Discontent in industries after introduction of additional cess in GST.

Hey guys, did you hear that the cold drinks you enjoy for your refreshment are going to dearer after implementation of GST? Didn't you ? Don't worry we will tell ou what it is about. In GST four rates of taxes has been proposed which will be 5%, 12%, 18% and 28%. 28% rate shall be applicable on luxury items, sin goods, aerated drinks and tobacco products. Besides this gst council has also approved cess over and above 28% tax rate.

The GST Council’s decision to cap the cess at 15 per cent over the expected peak rate of 28 per cent on aerated beverages and cars, and varied other rates on sin and luxurious goods has created a flutter in the market. 
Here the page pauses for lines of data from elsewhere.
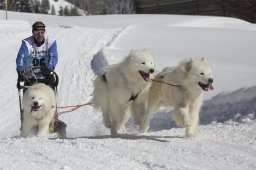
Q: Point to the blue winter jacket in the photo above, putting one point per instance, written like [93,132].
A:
[30,55]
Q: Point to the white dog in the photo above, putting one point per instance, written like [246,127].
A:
[120,85]
[39,106]
[180,87]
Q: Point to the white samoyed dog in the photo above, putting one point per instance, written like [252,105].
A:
[39,106]
[120,85]
[180,87]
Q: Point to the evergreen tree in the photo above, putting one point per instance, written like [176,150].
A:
[53,11]
[45,6]
[74,11]
[61,11]
[66,11]
[36,9]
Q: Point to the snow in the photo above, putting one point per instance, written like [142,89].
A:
[228,44]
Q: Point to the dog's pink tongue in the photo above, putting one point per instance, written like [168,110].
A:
[211,87]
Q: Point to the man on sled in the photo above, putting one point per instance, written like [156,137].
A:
[35,63]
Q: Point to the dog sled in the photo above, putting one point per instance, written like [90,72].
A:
[41,75]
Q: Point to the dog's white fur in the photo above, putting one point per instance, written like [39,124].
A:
[186,98]
[120,85]
[45,97]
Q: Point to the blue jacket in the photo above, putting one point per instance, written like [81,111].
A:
[30,55]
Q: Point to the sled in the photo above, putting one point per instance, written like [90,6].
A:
[35,75]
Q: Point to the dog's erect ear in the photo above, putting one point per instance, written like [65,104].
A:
[26,87]
[188,65]
[133,52]
[146,50]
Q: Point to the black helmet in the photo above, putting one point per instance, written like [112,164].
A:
[38,25]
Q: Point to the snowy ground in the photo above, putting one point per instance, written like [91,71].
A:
[228,44]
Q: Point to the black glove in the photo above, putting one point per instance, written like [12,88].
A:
[20,76]
[46,71]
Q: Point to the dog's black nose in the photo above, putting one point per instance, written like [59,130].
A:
[35,103]
[210,80]
[151,70]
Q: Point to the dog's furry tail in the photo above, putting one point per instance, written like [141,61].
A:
[98,62]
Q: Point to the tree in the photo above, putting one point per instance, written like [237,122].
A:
[53,11]
[74,11]
[66,11]
[24,6]
[61,11]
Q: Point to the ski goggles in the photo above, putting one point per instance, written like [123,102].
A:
[39,32]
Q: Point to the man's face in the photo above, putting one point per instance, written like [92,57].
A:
[39,35]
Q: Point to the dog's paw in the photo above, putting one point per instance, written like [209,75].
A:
[186,122]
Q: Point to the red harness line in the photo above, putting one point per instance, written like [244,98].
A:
[72,107]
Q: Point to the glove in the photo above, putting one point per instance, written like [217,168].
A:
[20,75]
[46,71]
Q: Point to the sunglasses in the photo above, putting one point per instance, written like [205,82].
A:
[39,32]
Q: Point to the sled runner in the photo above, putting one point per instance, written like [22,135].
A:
[41,75]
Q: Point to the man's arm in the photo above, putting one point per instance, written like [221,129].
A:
[53,56]
[22,54]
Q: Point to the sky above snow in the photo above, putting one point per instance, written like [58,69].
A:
[228,44]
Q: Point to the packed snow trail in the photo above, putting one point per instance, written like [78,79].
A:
[219,146]
[89,145]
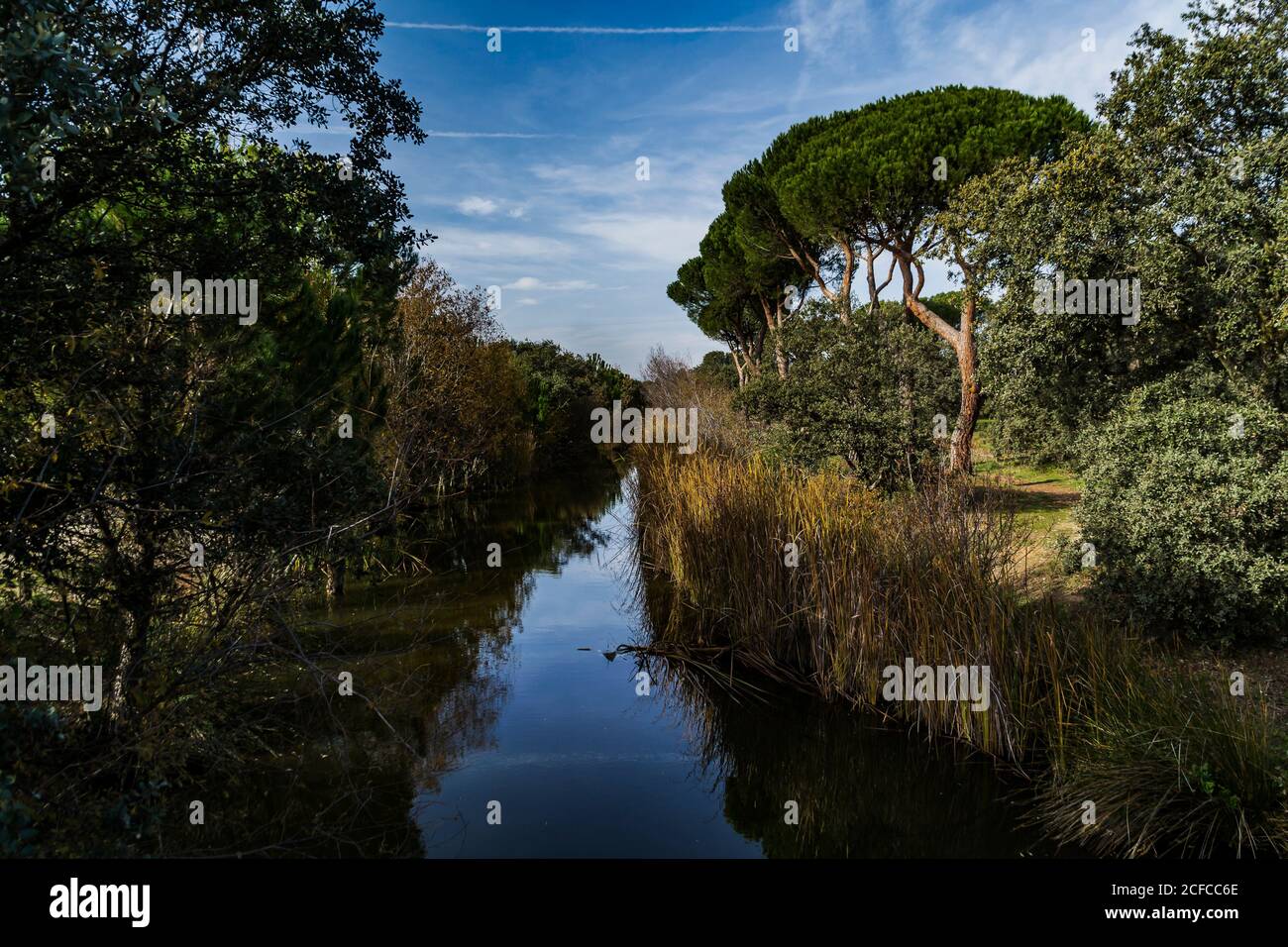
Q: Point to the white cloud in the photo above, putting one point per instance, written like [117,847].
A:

Though a four-tier rate structure for the new levy has been cleared, the fitments of commodities in these tax slabs would be done after March 31. While the cess on aerated beverages could spike the retail prices, for some organised players in tobacco industry it may not have much impact. However, the actual impact on prices will be known only after the fitment of slabs for these products. Fearing such a levy, soft drink companies have been pitching for a differential GST structure based on sugar or calorie content. Hit by higher levies in the form of soda or sugar tax in several countries, companies such as Coca-Cola and PepsiCo have made commitments to cut down on sugar content.

Mr. Krishan Arora, Partner, Grant Thornton India LLP, said, “Considering the existing indirect tax structure for aerated beverages, which effectively results in a cumulative tax of 39-40 per cent, prices of aerated beverages could be impacted adversely in case the maximum cess of 15 per cent is imposed in addition to the proposed cumulative GST rate of 28 per cent. After this additional cess the total rate of tax on aerated drinks could very well reach upto 43%. As such cess will also not be creditable  in the supply chain, this could further aggravate the impact in case the same" 

Last November, the Indian Beverage Association had stated that over 80 per cent of the States are taxing such beverages at less than 28 percent rate , and requested  the government not to put any additional tax burden on aerated drinks. In States such as Punjab, the tax is higher at an estimated 42.85 per cent.

The cess, which would be levied on “water including mineral water and aerated water” that contains sugar or added flavouring, is expected to be levied at around 12 per cent.

The additional cesses have been imposed for two main reasons-

1. To compensate the states against loss of revenue that they will suffer after introduction of GST.

2. To discourage tabacco products, sin goods and high sugar aerated drinks.